そういう千載一遇のチャンスをみすみす逃して電車で眠りこけてる人間を我が精神世界では「うすのろま」と呼ぶのである。
ところでそれらの動的オブジェが、その対象物観察が、楽しくてたまらない原因「であった」という過去形になっているのは最近、そうでもなくなってしまった、という事実を如実に表わしているのであるが、それはなぜかというと、その楽しさと表裏一体の人間の欲望のグロテスクーの一線を踏み外した、そこまでしたらいけんよ・・というレベルを人類が踏み越えてしまったからである。
えー、具体的には何が言いたいかというと、あの電車座席で「化粧をする行為」、というものがホント河合奈保子もびっくりのエスカレーションとスタグフレーションとハレーションを起こしてしまった、と思うのである。
以前から、電車に乗ってコンパクトを左手に、朝の化粧30分コースという人はいたけれど、最近頓に増えていると思わないですか。
一車両に一人ではすまない、大量消費社会における大量車内化粧時代に突入してきている。
我が通勤電車にもそれは黴や細菌のように増殖してきていて、カガミをのぞき込んだら命がけの、小一時間、何をするでもなく熱心に自分の顔見てるヒトというのが常駐していて、おもしろくて、しばらく観察の対象となっていたが、そのナルシス種族が最初に現れてから、口紅ぬりぬり・んまんま、パフでぱふぱふという、道具を器用に操るホモサピエンスが現れるのにそれほど時間はかからなかった。
そしてそこの時点で、あらまあエライ時代になったもんだ・・とオジサン的に嘆いたりして、しかしこころのうちはヤヤ楽しかったあの頃は、今思えば懐かしい良き時代であったのである。
このあいだ決定的なものを見てしまったのである。
ぷーっという警告音とドアの閉まるのとほぼ一緒にその女性は私の乗っている電車にぎりぎりで滑り込んできた。
いかにも起きてそのまま出てきちゃいました、という化粧っ気のない顔でしばらく息をついていたが、おもむろに手鏡を出すとファンデーションをぺたぺたと塗り立て始めた。

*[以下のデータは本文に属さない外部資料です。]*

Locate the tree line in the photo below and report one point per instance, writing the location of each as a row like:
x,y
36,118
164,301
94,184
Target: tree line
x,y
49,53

ここまでは最近よく見る午前8時の風景であるが、そこからその女性は本格的に顔を作り始める。
カーラーというのか、睫毛を上に向ける柑子のような器具で、間抜けに口を半開きにしつつミシミシとやった後、マスカラをグリングリンと塗りだし、さらになんとブラシと頭髪スプレーで頭をセットし、仕上げに香水、首もと腕もとシュシュッというのをしてようやくそのせわしない動きを止めたのである。
うむむ・・これは私の乗ってる電車の種類と時間帯と治安が良くないのかな・・日頃の行ないが良くなかったのかな・・となかば自虐的に考えていたら、ほかにも類似の目撃例が報告されていて、どうも局地的かつ特殊な事例ではないようなのである。
ブラシで髪とくか?
隣で強烈な匂いのするミスト散布されてみなされ。
ケープだかモッズだかビダルだかそんなスプレー散布されてみなされ。
この行動主体が怪しい目つきのハゲツル頭だったら車内は大パニックよ。
ホント最初見たとき私は目を疑ったね。
それまでもお化粧粉ぱふぱふで周囲の人間の黒メのズボンや鞄がコナコナしてしまうという被害届けはあったけれど、それらを凌駕するおぞましさとご迷惑に満ちている。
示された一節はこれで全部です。